BEING a fan of reality shows, I realised that the “mjolo” pandemic will never end because people are so carried away with sex and think it’s the true expression of love.
The so-called relationships do not last because sex and love got a fragile agreement. The “mjolo” pandemic might slow down when people accept that engaging in the sexual intercourse craze does not necessarily mean LOVE.
To make it worse, nowadays people are no time wasters, they meet and claim to be feeling each other and hit it once. The accusation statement will be like, “You do not love me, if you don’t want to have sex and there must be someone else.” To prove that love, one gives in only to be disappointed later.
Sex can be an expression of love and love can emerge from sex, but they are two completely different experiences. Love and sex are so overwhelmingly joyous and powerful that most people want them to be eternally linked, but they are most certainly not.
These labels and definitions are all wrong and actually brainwashing and gaslighting people to believe a delusion and falsehood about love. Most believe love and sex are two sides of the same coin, that sex is an expression of love.
They are 100 percent wrong. Love and sex are not the same thing. Of course, they can coexist but not for long. In its early stage, you perceive love as a game or a challenge. If all the components are there, attraction, compatibility, excitement and good sex, you think you have won the love game and desperately believe in the fairy-tale of forever together.

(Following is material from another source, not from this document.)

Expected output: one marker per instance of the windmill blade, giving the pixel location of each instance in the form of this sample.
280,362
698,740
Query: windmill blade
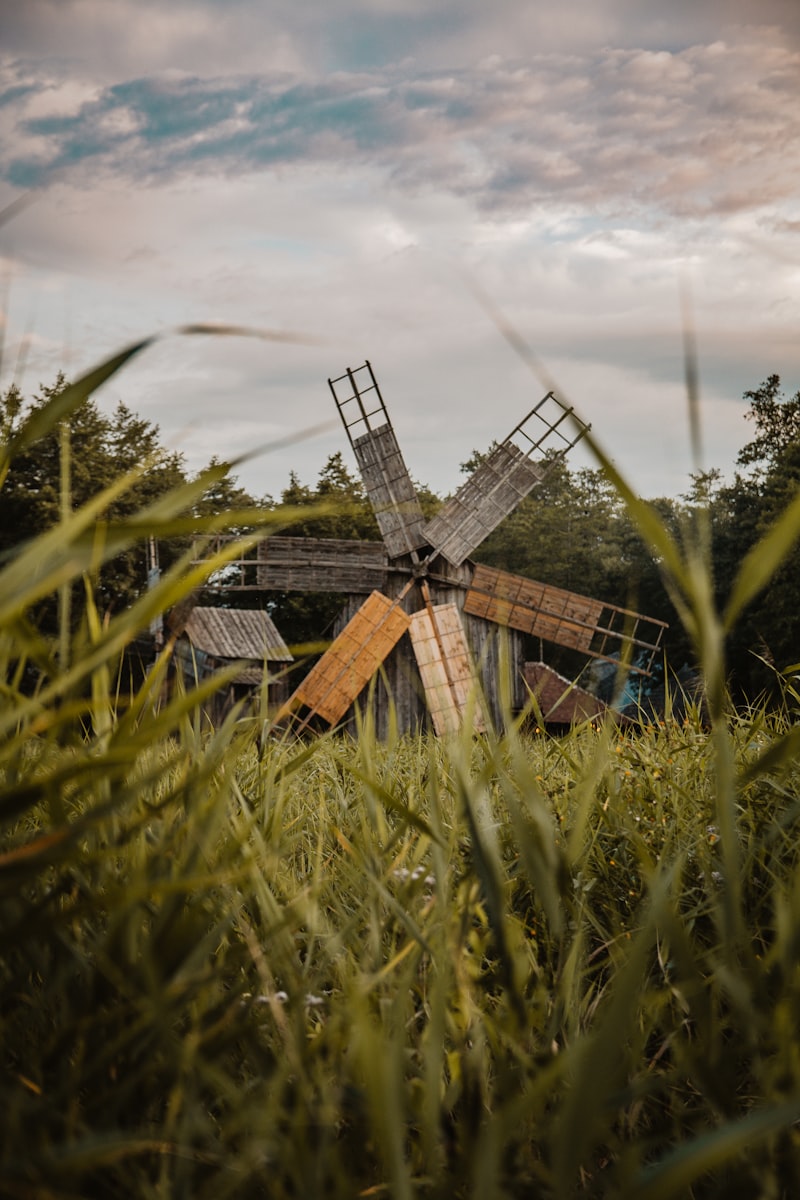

Then boom, one is all over social media changing Facebook or Instagram from “single” to “in a relationship”. That steamy sex makes you feel like you just won the lottery and gives you the sense you locked it in forever. Initially love and sex are confused as the same thing.
When you are sexually attracted to someone and want to have sex with them, you twist your psyche to define it as a love process because one thinks it will make it last longer and have more meaning than simply a down and dirty romp. When in that initial explosive love stage, you want it to last so badly and often trust your intelligent, rational brain to keep it going.
The bad thing is that fresh love feels so good that you will do anything to keep it alive. But no matter how hard you try, love evolves and changes! Love and sex begin like Siamese twins who cannot survive without each other but end up getting surgically separated.
During the early stages of “love,” you fantasise about the person who is electrifying your life so powerfully even though you do not know them well enough to care beyond the physical attraction. As you begin to share thoughts, ideas and accept each other’s humanity, talking dirty in bed becomes more of a comedy than a turn-on.
And, like anything in life, something that is originally new, fresh, and breathtaking becomes old and familiar. Love and sex ultimately part ways! In trying to avoid being part of the pandemic statistics, know exactly what love looks like.
Love is a devotion to someone despite everything and it invites sex in but doesn’t need it to exist. Love doesn’t need Viagra and Viagra certainly does not need love. Love only needs togetherness. Togetherness, no matter what has happened, or will happen, you need that person in your life.
Both love and sexual attraction can cause strong reactions, but it’s sometimes difficult to tell which one it is. Sometimes, one person feels love, while the other is simply around because of lust. Understanding the difference can help you decide where your relationship with the other person is going.
Identify whether what you and the other person feel is sexual attraction. Signs of lust might include focusing on each other’s appearance, having a relationship that revolves around sex, and little interest in having real conversations and getting to know the other person.
Having a relationship based entirely on sexual attraction can work for a while, but things can become complicated if one partner feels love for the other while the other only feels lust. Ask yourself if you or the other person feel love for the other.
Love is usually coupled with sexual attraction, but love goes deeper. Think about whether you and the other person have long and deep conversations to really get to know each other and if you value each other’s happiness.
The person who loves you wants to see you becoming a better person and they are honest with you.
As long as people overlook and continue believing that sex and love are twins, the mjolo the pandemic will “kill” them.